LA CANCIÓN DE XIOMARA
A la isla digna
Graciela Castro
Este será un verano muy pesado, piensa Xiomara mientras espera la guagua en la esquina de siempre, casi al final de Centro Habana. Suerte que tienen algunas, como dice su vecina del séptimo D, sólo bajar, caminar unos pasos y ya está, la guagua aguardando para llevarte derechito al bullicio y además sin necesidad de hacer cola. Hasta en eso tienen suerte los artistas, continúa la vecina, entran a trabajar a las diez de la mañana, no como una que para llegar al centro de trabajo a las ocho debo levantarme con mucha anticipación porque todos los transportes van completicos y no siempre cumplen el horario; en cambio los artistas… esos sí que la pasan bien.

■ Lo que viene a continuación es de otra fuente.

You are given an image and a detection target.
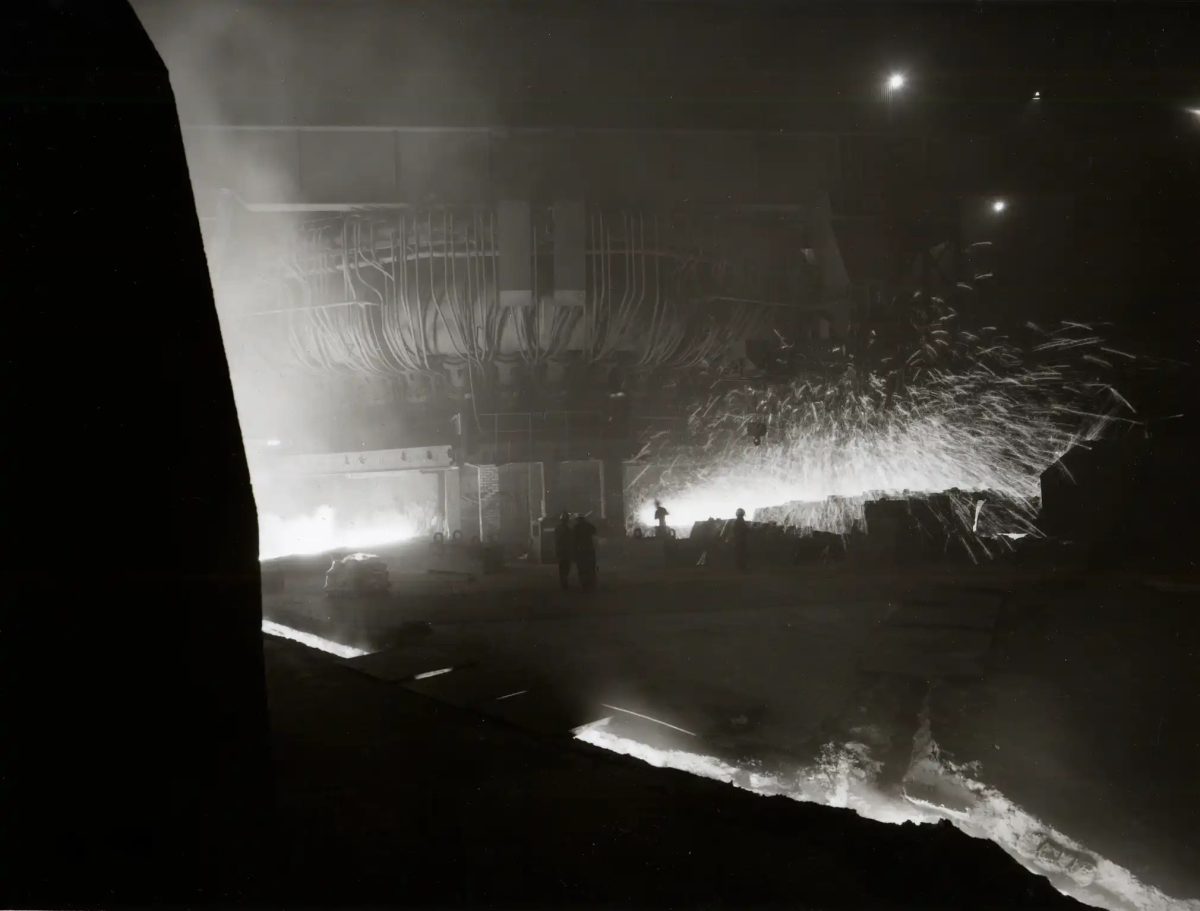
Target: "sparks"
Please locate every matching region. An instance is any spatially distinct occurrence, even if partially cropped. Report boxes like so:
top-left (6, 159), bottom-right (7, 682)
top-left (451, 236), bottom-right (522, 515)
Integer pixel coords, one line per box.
top-left (634, 311), bottom-right (1132, 550)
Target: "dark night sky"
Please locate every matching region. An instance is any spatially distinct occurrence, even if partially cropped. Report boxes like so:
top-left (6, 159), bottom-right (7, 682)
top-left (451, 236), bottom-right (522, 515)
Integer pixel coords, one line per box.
top-left (136, 0), bottom-right (1200, 131)
top-left (126, 0), bottom-right (1200, 354)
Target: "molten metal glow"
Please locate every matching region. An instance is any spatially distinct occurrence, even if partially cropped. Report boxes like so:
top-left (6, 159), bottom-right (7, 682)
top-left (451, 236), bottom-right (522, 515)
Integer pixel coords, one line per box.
top-left (258, 507), bottom-right (420, 559)
top-left (632, 313), bottom-right (1132, 552)
top-left (574, 715), bottom-right (1200, 911)
top-left (263, 619), bottom-right (370, 658)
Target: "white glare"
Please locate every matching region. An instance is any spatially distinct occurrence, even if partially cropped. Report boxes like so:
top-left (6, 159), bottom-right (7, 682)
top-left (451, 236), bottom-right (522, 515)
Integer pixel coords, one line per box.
top-left (258, 505), bottom-right (420, 559)
top-left (263, 619), bottom-right (368, 658)
top-left (413, 667), bottom-right (454, 681)
top-left (574, 715), bottom-right (1198, 911)
top-left (600, 702), bottom-right (696, 737)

Desde la ventanilla de la guagua Xiomara va recorriendo las inconfundibles imágenes de Centro Habana: las sábanas colgadas en los balcones o delante de las ventanas de los descascarados edificios que alguna vez lucieron magníficos y ahora muchos de ellos, aunque despintados, conservan una digna vejez. ¿Estaré yo también como ellos? se pregunta Xiomara mientras acomoda su pelo rubio casi amarillento y se abanica con una partitura musical que le trajo don Pepe, el gerente del Habana Libre, de su último viaje a Madrid. Como afirma su vecina, es una suerte entrar a trabajar a esa hora, el transporte no está saturado, aunque el calor se sienta con mayor intensidad, pero ella ya está acostumbrada a esa temperatura. Son más de sesenta años viviendo en la isla y ya se sabe, mayo es uno de los meses de más calor, pero el de este año parece que va a superar a los anteriores, por eso es bienvenida esa pequeña brisa que entra por ese intersticio de la ventanilla abierta, aunque tampoco es cuestión de abrirla en su totalidad ya que lo único que lograría es despeinarse. La guagua pasa por el edificio de La Colina y en sus escalinatas se observan unas personas con cámaras fotográficas.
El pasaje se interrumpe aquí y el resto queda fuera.